Injecting motivated and talented young leadership helps develop local, empathetic leaders who can navigate bureaucracy, inspire teachers, and mobilize communities. Given the heavy non-teaching workload faced by teachers, these leaders provide invaluable support by facilitating regular cluster meetings, coaching teachers in pedagogy, and encouraging peer learning. When it comes to the community, they help build School Management Committees and village partnerships so that parents and citizens can co-own the education system.
The approach is one of collaboration and shared learning, and so the organization works with the Punjab Education Collective (PEC) — a coalition it helped establish with other NGOs such as Mantra4Change, Samarthya, and ShikshaLokam, along with the state government. Today, PEC touches 2.3 million students across nearly 19,000 schools. Their collective impact has ensured that Punjab’s education system — once struggling — now ranks #1 in India’s national School Education Performance Grading Index (PGI) 2020–21, a remarkable leap from #13 just two years earlier.
The stories from the ground are heartening — like that of Prabhjot Sharma from Muktsar Sahib district, who never imagined stepping out of her home district. Today, others look up to her as a youth leader — capable of shaping young minds and driving change in a district hundreds of kilometres away. There are young women and men like her, from across Punjab and as far as Bihar, who are helping drive transformation at the community level. Thanks to leaders like them, one now hears of schools that once struggled with attendance now boasting 95% turnout after parents joined hands to launch sikhiya sabhas.

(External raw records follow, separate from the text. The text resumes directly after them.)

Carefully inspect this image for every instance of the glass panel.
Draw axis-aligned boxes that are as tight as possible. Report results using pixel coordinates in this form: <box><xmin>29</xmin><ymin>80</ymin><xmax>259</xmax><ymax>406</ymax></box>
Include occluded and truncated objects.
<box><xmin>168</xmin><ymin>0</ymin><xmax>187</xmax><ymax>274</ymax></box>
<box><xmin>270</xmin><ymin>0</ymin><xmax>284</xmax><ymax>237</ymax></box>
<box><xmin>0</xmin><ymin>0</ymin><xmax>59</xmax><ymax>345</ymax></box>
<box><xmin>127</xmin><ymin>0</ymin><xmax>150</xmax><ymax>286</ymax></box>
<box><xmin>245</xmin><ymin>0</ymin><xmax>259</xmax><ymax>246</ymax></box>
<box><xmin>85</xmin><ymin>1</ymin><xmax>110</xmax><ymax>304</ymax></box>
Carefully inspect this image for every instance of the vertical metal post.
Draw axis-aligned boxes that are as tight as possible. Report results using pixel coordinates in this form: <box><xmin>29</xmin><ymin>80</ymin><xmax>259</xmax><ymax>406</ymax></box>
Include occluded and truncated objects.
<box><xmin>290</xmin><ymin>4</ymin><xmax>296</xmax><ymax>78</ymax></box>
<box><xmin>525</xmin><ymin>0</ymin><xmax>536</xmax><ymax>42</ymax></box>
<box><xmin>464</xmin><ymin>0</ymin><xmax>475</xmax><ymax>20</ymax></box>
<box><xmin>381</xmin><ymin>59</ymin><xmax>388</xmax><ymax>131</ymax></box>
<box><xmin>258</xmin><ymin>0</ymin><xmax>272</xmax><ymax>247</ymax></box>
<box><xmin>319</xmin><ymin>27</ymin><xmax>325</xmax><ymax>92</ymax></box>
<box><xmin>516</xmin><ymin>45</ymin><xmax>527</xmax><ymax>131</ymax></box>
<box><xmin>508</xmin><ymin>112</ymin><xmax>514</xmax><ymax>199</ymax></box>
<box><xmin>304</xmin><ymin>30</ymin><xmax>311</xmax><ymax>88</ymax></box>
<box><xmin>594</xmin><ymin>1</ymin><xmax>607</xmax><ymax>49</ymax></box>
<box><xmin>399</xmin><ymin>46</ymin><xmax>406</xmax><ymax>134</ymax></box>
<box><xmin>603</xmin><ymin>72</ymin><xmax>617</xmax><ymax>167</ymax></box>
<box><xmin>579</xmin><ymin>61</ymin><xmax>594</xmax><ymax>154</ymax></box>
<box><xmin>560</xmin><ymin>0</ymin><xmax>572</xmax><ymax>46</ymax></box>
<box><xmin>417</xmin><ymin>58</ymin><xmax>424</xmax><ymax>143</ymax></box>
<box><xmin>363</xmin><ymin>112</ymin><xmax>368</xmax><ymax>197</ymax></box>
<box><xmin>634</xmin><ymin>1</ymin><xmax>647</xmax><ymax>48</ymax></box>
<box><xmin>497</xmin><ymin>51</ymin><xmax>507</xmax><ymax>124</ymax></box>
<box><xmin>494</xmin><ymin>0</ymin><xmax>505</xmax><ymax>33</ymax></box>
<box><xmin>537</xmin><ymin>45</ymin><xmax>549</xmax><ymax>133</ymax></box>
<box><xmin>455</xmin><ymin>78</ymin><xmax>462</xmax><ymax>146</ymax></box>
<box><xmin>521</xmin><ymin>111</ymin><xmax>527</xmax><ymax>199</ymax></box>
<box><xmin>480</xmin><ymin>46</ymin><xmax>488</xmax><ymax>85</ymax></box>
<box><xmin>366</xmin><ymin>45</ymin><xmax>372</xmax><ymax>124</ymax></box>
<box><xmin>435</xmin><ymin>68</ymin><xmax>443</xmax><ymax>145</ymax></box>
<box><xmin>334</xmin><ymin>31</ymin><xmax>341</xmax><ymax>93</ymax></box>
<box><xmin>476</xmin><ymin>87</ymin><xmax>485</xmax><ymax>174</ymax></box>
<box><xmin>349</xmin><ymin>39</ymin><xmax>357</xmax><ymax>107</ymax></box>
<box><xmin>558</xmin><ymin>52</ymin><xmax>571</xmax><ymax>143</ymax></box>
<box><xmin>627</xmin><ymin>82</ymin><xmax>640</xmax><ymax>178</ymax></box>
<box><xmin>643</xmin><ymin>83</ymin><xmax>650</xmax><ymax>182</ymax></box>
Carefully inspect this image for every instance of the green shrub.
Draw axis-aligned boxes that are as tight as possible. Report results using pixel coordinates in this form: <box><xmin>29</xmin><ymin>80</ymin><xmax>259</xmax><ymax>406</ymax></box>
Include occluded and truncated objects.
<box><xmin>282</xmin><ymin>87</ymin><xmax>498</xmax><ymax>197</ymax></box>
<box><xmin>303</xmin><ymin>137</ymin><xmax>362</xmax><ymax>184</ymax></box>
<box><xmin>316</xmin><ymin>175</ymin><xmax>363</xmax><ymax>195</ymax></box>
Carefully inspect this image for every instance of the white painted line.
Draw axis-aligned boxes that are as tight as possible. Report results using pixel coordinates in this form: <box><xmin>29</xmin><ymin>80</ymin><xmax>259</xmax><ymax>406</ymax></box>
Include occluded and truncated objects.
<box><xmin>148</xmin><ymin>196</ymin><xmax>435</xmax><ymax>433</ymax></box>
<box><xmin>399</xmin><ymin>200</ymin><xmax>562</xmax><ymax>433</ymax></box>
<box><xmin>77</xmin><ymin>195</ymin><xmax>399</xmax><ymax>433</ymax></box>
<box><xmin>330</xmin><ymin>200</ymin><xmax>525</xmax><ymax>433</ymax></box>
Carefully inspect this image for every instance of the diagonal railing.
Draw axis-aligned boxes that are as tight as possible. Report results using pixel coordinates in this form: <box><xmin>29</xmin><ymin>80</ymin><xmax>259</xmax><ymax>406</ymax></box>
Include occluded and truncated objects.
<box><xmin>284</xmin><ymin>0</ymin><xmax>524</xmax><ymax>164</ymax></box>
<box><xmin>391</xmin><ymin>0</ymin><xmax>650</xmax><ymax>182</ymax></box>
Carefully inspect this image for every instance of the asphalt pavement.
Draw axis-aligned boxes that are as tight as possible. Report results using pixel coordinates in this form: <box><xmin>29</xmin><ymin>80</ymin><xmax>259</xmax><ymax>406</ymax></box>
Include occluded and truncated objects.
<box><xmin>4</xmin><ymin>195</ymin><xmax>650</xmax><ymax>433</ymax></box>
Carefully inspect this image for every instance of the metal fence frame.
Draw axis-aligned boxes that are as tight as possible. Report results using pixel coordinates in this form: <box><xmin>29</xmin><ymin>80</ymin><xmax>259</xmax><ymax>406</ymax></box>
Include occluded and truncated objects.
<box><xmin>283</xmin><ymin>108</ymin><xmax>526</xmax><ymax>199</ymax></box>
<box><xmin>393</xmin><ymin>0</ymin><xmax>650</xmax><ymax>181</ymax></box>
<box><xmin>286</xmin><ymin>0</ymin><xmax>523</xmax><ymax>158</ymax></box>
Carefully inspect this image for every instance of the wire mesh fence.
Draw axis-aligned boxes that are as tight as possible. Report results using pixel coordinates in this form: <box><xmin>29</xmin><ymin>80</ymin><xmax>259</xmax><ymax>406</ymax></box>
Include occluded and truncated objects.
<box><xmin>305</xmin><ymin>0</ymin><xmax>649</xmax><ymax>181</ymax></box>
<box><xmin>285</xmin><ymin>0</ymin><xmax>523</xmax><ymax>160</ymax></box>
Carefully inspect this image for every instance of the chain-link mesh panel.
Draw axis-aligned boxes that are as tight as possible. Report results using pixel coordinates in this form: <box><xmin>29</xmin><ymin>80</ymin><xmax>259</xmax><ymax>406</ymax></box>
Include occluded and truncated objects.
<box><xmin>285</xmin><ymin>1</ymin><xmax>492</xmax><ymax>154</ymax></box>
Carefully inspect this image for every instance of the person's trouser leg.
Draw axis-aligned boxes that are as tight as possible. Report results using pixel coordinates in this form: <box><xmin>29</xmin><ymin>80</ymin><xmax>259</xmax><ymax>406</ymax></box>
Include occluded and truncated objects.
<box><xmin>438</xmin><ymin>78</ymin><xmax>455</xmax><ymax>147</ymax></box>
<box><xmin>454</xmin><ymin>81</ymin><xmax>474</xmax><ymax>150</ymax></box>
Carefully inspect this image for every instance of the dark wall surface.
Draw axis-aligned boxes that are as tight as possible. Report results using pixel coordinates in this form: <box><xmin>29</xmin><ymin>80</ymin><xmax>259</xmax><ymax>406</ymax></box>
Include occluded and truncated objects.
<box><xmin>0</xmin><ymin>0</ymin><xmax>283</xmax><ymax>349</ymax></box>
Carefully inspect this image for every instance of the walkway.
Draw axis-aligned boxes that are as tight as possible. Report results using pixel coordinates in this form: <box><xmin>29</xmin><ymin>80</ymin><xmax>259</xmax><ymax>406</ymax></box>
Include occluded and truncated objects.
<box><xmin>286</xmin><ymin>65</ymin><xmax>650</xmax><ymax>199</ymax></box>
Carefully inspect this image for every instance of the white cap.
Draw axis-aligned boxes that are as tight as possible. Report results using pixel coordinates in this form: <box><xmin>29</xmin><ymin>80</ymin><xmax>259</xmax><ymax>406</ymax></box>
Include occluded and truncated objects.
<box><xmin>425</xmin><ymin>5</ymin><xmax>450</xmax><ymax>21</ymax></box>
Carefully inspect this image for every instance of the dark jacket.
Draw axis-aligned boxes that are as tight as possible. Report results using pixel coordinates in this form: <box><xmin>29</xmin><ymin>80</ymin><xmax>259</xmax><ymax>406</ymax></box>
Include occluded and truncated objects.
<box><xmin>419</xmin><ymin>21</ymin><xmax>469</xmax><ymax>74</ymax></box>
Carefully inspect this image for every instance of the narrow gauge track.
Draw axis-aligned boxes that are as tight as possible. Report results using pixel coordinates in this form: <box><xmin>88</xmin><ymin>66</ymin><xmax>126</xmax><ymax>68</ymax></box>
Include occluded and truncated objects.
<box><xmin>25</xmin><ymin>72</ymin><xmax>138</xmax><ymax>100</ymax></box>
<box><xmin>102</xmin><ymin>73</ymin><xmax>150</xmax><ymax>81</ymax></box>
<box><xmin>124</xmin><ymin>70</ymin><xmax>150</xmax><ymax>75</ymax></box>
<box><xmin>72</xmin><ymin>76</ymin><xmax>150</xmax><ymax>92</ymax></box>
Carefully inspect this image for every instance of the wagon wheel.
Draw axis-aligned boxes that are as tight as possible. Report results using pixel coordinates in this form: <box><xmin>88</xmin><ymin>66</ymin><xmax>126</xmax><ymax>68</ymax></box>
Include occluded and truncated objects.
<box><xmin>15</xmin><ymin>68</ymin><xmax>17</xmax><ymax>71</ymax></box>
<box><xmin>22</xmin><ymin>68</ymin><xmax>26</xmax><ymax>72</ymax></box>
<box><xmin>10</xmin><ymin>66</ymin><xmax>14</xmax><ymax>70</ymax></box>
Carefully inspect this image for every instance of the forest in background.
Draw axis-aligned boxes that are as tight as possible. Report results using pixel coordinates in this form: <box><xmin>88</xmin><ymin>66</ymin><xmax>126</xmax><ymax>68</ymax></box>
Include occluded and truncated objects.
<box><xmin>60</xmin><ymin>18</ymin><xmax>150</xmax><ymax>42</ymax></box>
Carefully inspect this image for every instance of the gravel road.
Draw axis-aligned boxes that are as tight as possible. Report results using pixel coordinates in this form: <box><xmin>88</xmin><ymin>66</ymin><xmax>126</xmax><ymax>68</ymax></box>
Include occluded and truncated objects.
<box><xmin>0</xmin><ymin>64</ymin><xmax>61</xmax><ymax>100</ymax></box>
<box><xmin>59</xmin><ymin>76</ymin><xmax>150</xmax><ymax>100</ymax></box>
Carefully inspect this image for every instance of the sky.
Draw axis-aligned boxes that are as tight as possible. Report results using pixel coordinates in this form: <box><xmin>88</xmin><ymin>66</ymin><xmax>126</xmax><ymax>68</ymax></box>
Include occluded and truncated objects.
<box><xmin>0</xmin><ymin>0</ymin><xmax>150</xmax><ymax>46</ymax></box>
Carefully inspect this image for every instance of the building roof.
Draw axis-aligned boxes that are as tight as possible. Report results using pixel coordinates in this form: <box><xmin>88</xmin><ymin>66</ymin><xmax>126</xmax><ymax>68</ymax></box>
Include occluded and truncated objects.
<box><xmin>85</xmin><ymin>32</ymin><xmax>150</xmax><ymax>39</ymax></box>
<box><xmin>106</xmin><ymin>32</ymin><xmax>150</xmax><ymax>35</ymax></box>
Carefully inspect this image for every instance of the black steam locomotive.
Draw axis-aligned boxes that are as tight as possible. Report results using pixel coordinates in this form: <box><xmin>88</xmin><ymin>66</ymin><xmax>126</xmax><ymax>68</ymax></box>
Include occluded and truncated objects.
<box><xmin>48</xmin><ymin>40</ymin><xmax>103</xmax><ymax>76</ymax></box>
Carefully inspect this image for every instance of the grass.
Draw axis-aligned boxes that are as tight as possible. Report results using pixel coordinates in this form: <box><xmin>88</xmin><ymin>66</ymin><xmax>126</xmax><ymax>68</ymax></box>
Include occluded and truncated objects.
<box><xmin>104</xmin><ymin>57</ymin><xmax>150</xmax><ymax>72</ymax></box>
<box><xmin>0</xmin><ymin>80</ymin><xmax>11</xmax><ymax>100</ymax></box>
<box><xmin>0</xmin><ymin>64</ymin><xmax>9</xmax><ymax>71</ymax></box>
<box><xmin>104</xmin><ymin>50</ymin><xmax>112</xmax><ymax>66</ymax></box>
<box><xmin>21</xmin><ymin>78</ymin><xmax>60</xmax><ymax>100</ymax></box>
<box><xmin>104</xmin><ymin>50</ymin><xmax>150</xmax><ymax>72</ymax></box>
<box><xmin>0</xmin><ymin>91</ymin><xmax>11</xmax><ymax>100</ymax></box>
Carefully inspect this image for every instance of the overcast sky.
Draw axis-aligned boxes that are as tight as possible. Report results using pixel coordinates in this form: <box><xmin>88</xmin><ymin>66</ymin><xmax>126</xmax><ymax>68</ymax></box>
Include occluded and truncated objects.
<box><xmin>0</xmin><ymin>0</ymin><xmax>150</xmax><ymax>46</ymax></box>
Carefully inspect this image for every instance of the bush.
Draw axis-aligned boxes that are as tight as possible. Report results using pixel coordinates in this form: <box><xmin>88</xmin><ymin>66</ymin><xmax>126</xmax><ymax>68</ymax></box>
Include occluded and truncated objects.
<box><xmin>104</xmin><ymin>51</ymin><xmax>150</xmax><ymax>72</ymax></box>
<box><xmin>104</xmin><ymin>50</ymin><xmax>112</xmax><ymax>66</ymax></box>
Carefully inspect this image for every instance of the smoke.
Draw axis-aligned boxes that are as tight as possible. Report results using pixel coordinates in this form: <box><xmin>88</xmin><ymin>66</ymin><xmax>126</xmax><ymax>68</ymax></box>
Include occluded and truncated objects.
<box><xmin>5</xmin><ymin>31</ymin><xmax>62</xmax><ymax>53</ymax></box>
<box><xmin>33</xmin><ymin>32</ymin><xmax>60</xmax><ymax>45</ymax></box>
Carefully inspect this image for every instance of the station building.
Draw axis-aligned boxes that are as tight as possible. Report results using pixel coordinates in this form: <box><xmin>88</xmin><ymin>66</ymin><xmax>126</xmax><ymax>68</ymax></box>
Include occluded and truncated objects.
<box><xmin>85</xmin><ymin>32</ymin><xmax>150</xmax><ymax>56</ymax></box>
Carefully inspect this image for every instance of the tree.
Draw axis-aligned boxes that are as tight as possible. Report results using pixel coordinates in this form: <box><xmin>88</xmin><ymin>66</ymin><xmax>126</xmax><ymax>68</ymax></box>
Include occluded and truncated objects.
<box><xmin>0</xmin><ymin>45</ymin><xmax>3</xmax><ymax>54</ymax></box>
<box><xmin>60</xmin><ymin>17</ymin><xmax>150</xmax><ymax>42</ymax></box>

With its scale, experience, and depth, the organization is beginning to understand what it means to help transform Punjab’s public education through participation, partnership, and perseverance. It rejects the idea that reform must be top-down. Instead, it bets on people — young leaders, teachers, and parents — as the carriers of deep, lasting change. This journey is still young, but it is inspiring a new kind of optimism: that when empathy meets evidence, and when citizens work with the state rather than around it, even the most complex systems can transform. From a handful of dreamers in 2018 to a growing collective and alumni base that is shaping a system, Sanjhi Sikhiya is proving that education reform is not just about better schools — it’s about building stronger communities and ensuring better social spending.